Actualmente, se han identificado 49 casos autóctonos en Chiapas, localizados específicamente en las regiones de los municipios de Chalchihuitán, San Juan Cancuc y Pantelhó, donde la enfermedad se considera establecida. En contraste, se han registrado 16 casos importados, correspondientes a personas que contrajeron la enfermedad en otras zonas o países y llegaron ya infectadas a la entidad.
García Decelis destacó la significativa reducción del 95 por ciento en los casos de paludismo desde 1998 hasta el presente año. En 2024, se contabilizaron 226 casos autóctonos, una cifra considerablemente menor a los 5 mil 228 registrados en 1998, el año con mayor incidencia.

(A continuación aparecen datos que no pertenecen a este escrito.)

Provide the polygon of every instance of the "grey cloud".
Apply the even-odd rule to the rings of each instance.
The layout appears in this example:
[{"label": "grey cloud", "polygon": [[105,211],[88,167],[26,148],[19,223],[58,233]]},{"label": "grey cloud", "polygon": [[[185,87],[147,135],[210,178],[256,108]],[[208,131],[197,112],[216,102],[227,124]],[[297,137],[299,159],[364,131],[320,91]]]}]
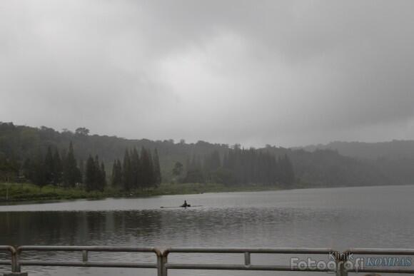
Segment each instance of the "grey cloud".
[{"label": "grey cloud", "polygon": [[3,1],[0,121],[246,145],[413,138],[413,7]]}]

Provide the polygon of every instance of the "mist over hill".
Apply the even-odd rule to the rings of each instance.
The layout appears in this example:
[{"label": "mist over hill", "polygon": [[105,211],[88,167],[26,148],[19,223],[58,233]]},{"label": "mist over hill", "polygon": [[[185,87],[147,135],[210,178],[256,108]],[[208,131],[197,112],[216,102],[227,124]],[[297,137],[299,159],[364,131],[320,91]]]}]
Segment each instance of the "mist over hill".
[{"label": "mist over hill", "polygon": [[389,142],[364,143],[335,141],[326,145],[311,145],[303,148],[308,151],[329,149],[346,156],[361,159],[414,158],[414,140],[393,140]]},{"label": "mist over hill", "polygon": [[[233,161],[238,163],[237,170],[242,170],[238,173],[242,175],[239,181],[243,179],[249,183],[260,182],[264,177],[263,174],[266,174],[268,178],[271,178],[271,168],[270,170],[261,170],[275,162],[280,167],[283,158],[287,158],[288,160],[286,162],[291,163],[294,175],[291,181],[284,181],[291,182],[288,186],[285,185],[287,188],[411,184],[414,178],[414,170],[412,170],[414,159],[408,158],[414,156],[414,150],[406,152],[403,150],[410,148],[411,144],[414,145],[413,141],[374,144],[335,142],[323,146],[303,148],[267,145],[262,148],[244,150],[238,144],[229,145],[202,140],[188,143],[184,140],[176,142],[173,140],[131,140],[116,136],[89,135],[89,130],[84,128],[79,128],[75,131],[65,130],[59,132],[44,126],[34,128],[1,123],[0,160],[4,164],[12,162],[17,171],[25,159],[39,152],[45,153],[49,147],[55,148],[64,155],[71,142],[79,163],[86,162],[89,155],[98,155],[107,168],[108,178],[111,178],[111,168],[114,160],[122,160],[126,149],[139,149],[142,147],[150,151],[158,150],[163,183],[176,181],[174,170],[178,163],[181,164],[182,169],[188,172],[197,165],[205,168],[210,162],[211,157],[215,155],[218,156],[217,162],[220,165],[213,164],[213,166],[216,165],[215,170],[223,168],[217,173],[221,176],[224,175],[223,177],[226,177],[227,173],[224,165],[226,162],[228,163],[231,158],[239,156],[239,159]],[[395,149],[393,150],[394,145]],[[268,155],[269,157],[266,157]],[[252,172],[248,175],[243,174],[243,170],[246,170],[246,168],[250,169],[253,167],[256,173]],[[0,168],[0,171],[6,170],[4,165],[1,168],[3,169]],[[197,182],[198,179],[201,178],[193,178],[193,182]],[[215,177],[206,177],[200,181],[215,181],[216,179]]]}]

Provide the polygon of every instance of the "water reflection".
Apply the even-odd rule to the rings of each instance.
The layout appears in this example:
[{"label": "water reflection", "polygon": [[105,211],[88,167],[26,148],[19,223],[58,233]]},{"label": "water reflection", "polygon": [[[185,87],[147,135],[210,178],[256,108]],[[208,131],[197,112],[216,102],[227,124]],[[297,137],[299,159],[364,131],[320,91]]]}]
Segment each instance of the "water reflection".
[{"label": "water reflection", "polygon": [[[187,198],[205,206],[186,210],[159,208],[160,205],[181,202],[182,197],[176,196],[154,198],[151,204],[157,208],[147,209],[132,208],[138,204],[136,200],[120,200],[118,203],[123,203],[124,206],[117,209],[128,210],[3,212],[0,213],[0,244],[323,247],[338,250],[355,246],[414,247],[414,214],[409,211],[414,208],[411,200],[413,188],[318,190],[195,195]],[[387,198],[387,202],[378,200],[383,198]],[[107,202],[101,200],[101,204]],[[92,210],[97,203],[91,202]],[[64,204],[67,206],[70,203]],[[77,210],[79,205],[72,204],[73,209]],[[393,208],[389,208],[391,205]],[[45,205],[36,206],[42,208]],[[38,252],[30,257],[37,260],[81,260],[78,252]],[[91,260],[153,262],[155,257],[151,254],[91,253]],[[171,260],[175,262],[189,260],[207,263],[241,263],[243,256],[171,256]],[[281,256],[263,256],[254,260],[268,264],[288,262],[287,257]],[[116,270],[25,267],[26,271],[35,275],[111,275],[113,271],[128,275],[156,275],[152,270]],[[4,268],[0,269],[0,272],[4,271]],[[196,275],[189,271],[170,273],[178,274]],[[203,272],[196,275],[251,273]]]}]

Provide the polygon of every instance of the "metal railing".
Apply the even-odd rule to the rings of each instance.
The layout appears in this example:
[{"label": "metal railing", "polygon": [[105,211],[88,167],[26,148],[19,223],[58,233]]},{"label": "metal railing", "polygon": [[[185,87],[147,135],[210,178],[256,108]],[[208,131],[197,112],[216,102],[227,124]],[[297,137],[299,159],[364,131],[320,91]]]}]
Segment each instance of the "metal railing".
[{"label": "metal railing", "polygon": [[[0,251],[8,251],[9,260],[0,260],[0,265],[10,265],[12,275],[21,274],[22,266],[41,267],[127,267],[156,269],[158,276],[167,276],[169,270],[261,270],[261,271],[294,271],[335,272],[337,276],[347,276],[348,272],[405,273],[414,274],[414,269],[381,268],[381,267],[348,267],[345,264],[352,254],[358,255],[405,255],[414,256],[413,249],[350,249],[343,252],[330,248],[212,248],[212,247],[171,247],[161,250],[156,247],[108,247],[108,246],[0,246]],[[56,260],[23,260],[23,252],[34,251],[79,252],[81,254],[79,261]],[[152,252],[156,257],[153,262],[91,262],[90,252]],[[168,256],[173,253],[180,254],[240,254],[244,262],[239,264],[203,264],[175,263],[168,262]],[[313,256],[329,254],[335,256],[335,267],[299,267],[291,265],[255,265],[251,262],[252,255],[302,255]],[[14,273],[14,274],[13,274]],[[23,275],[23,274],[21,274]]]}]

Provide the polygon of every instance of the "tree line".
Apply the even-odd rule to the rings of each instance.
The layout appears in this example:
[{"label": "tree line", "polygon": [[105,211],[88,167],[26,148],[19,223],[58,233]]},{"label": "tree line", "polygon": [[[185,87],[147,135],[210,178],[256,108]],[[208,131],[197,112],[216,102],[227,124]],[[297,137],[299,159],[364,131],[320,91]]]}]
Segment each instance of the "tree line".
[{"label": "tree line", "polygon": [[[1,165],[1,163],[0,163]],[[19,168],[16,165],[16,168]],[[19,170],[18,168],[16,168]],[[21,166],[22,176],[42,187],[46,185],[73,188],[84,187],[87,191],[103,191],[107,186],[105,165],[99,157],[89,155],[84,162],[77,162],[71,142],[67,153],[61,155],[57,148],[49,146],[44,156],[41,153],[25,160]],[[125,151],[123,162],[113,163],[111,184],[113,188],[130,191],[158,187],[161,182],[158,151],[151,152],[142,148],[138,155],[136,148]]]},{"label": "tree line", "polygon": [[143,190],[157,188],[161,183],[161,173],[158,150],[151,151],[141,148],[126,150],[123,162],[115,160],[112,168],[111,184],[125,191],[139,189]]},{"label": "tree line", "polygon": [[276,158],[269,153],[238,147],[223,156],[216,150],[203,158],[193,156],[187,160],[185,169],[177,162],[172,173],[183,183],[289,185],[295,181],[293,166],[288,155]]}]

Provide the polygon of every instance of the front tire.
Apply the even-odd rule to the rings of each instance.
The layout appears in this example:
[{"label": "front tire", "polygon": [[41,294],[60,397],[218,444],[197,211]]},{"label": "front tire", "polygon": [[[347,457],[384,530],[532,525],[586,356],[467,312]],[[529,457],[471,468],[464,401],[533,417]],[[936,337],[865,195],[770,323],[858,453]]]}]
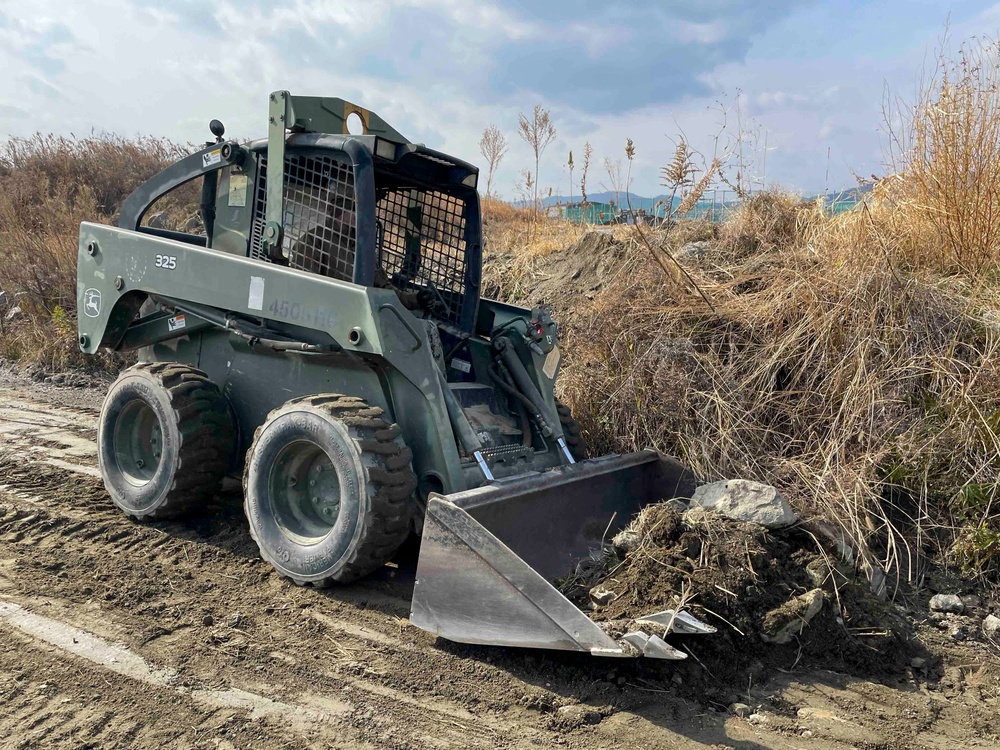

Chiapas ha logrado mantener cinco años consecutivos sin defunciones a causa de esta enfermedad. “Ya no se registra paludismo grave que provoque la muerte, ya tenemos rato donde se están controlando las actividades de manera oportuna”, señaló la coordinadora.
El paludismo es una enfermedad infecciosa causada por parásitos del género Plasmodium, transmitidos por la picadura de mosquitos hembra del género Anopheles. En Chiapas y México, la especie predominante en los casos autóctonos es el Plasmodium vivax, siendo el Plasmodium falciparum el tipo más grave a nivel mundial. Estos mosquitos suelen habitar en zonas tropicales y húmedas.
La infección se desarrolla en dos etapas: primero, el parásito se reproduce en el hígado, y posteriormente pasa al torrente sanguíneo, donde ataca los glóbulos rojos. Los síntomas iniciales pueden incluir fiebre, fatiga, escalofrío, malestar general y cefaleas, lo que puede llevar a confusión con el dengue.